As it grips more and younger Americans, there is also evidence that poverty is speaking with a southern accent. The South is now home to 1.5 million of the 2.6 million people who became poor from 2009 to 2010.

In the meantime, the states of Alabama, Louisiana, Mississippi, South Carolina and Tennessee all have a higher per capita concentration of payday loan shops than elsewhere in the U.S. Moreover, in these same states where unemployment hovers at 10 percent or higher, triple-digit interest payday loan rates run as high as 574 percent. Missouri is the only state outside of the South with more than five payday stores per 10,000 households.

Anyone living from paycheck to paycheck or in the worst of circumstances–just trying to get by from one day to another–is vulnerable to a product that seems to offer them a way to get groceries on the table or keep the electricity on. But after that first loan, the payday lending debt trap makes getting those needs met even harder.

With a profusion of local payday stores strategically located in low-income neighborhoods, the payday loan business model depends on borrowers who are unable to both repay the lender and have enough money to make it to the next payday. The trap of recycled debt is also how billions are taken each year from poor people.

Earlier this year, “Payday Loans Inc.,” a research report by the Center for Responsible Lending found that payday loan borrowers are indebted for more than half of the year on average, even though each individual payday loan typically must be repaid within two weeks. Among these borrowers, a significant share (44 percent), even after paying their loan back several times, ultimately default. The default results in already financially stretched families owing even more fees to the payday lender and their bank.

Fortunately, in 17 other states and the District of Columbia, laws have been enacted to cap these high-cost loans with double-digit interest. In three of these states (Arizona, Montana and Ohio), voters brought about the change through referendums that state officials either could not or would not do legislatively.

Now some cities are choosing to either rein in payday lending by enacting local ordinances or offer alternative small dollar loan programs.

For example, when the Texas Legislature failed to enact meaningful payday reform, the Dallas City Council unanimously passed an ordinance this June that changed both loan terms and the amount of loans.

City Council Member Jerry Allen, sponsor of the ordinance told the Dallas Morning News, “They [Texas Legislature], chose to take a very limited action, and we chose to do the most we can at our city level. This is as strong a set of teeth that we can put into this, and it sends a message that we will not tolerate our citizens being taken advantage of.”

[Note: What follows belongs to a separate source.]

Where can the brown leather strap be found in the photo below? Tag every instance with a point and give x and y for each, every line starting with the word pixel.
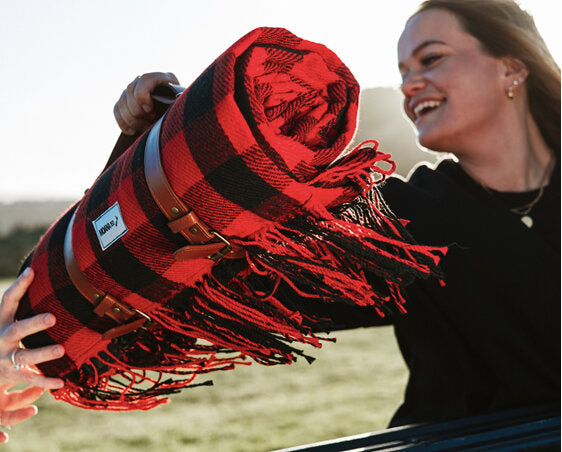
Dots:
pixel 203 242
pixel 103 302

As a result, the city of Dallas imposes payday loan limits and restrictions on store locations that will also limit how many payday stores can be located near residences and highways.

Fair Community Credit, a new nonprofit corporation in Kansas City, is working with a local bank, service organizations and a church to offer low-income borrowers access to loans at interest rates no higher than 36 percent. To assure that funds are utilized as intended, credit and income requirements are used to screen loan applications.

And in the Big Apple, a new program called “Borrow and Save” is teaching low-income borrowers that they too can save money and lessen the financial need for loans.

“It’s a common misconception that low-income people can’t save, and through this (program) we hope to offer a much-needed product that also incentivizes positive behavior and shows our members that they can save,” said Audia Williams, CEO at Union Settlement Federal Credit Union at the news conference where the program was announced. Other partners include credit unions operating in East Harlem and in the South Bronx-both affiliates of the National Federation of Community Development Credit Unions.

These local initiatives remind me of an adage as old as it is true: ‘where there’s a will, there’s a way.’